Perplexity pushed one of its most substantial product updates yet on July 13, 2026, extending its "Computer" agentic assistant with a new memory system, more flexible model routing and a set of build-and-publish tools. According to the company's changelog, the release is aimed at turning Perplexity from a question-answering engine into a persistent work surface.
'Brain': a memory that improves itself
The centerpiece is Brain, described as a self-improving memory that builds a private context graph spanning a user's sessions, connected apps and uploaded files, then refreshes overnight so it gets sharper over time. It is Perplexity's bid to close the gap with rivals on long-running context — the persistent understanding of a user that makes an assistant feel less like a search box and more like a colleague who remembers.
Switching models mid-task
The update also adds mid-task orchestrator model switching — the ability to change the underlying model during a task rather than only at the outset. That lets Perplexity route a single job across different models as its needs change, and the release folds in Claude Opus 4.8 as an option in Fast mode.
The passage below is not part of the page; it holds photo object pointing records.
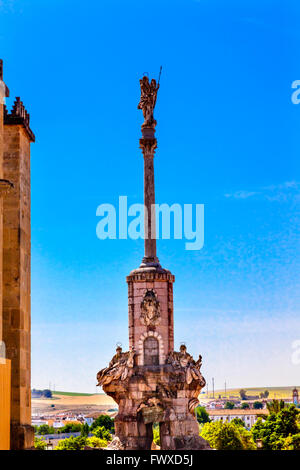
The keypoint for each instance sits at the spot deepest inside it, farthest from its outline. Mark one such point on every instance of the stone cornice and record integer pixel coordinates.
(19, 116)
(5, 187)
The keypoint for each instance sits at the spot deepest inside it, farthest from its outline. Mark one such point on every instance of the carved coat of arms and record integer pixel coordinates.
(150, 309)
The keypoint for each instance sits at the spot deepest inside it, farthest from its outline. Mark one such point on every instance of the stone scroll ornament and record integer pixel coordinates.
(150, 309)
(185, 361)
(118, 368)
It is a quiet but meaningful architectural choice: treating models as interchangeable components orchestrated on the fly, not a single fixed brain.
Build and publish
On the output side, users can now publish websites directly — to a hosted pplx.app address or to their own domain via Vercel — turning a research session into a shippable page without leaving the tool. The release also adds financial research on private companies, surfacing fundraising history, implied valuation and secondary-market pricing, a data set usually locked behind expensive terminals.
The positioning
Taken together, the features push Perplexity further from "AI search" and toward a general agentic workspace that remembers, builds and publishes. The company is racing OpenAI, Google and Anthropic to own the daily-driver assistant slot, and persistent memory plus flexible model orchestration are exactly the capabilities that decide which tool users keep open all day. One caveat: the changelog specifics were confirmed via a public mirror after Perplexity's own page returned an access error.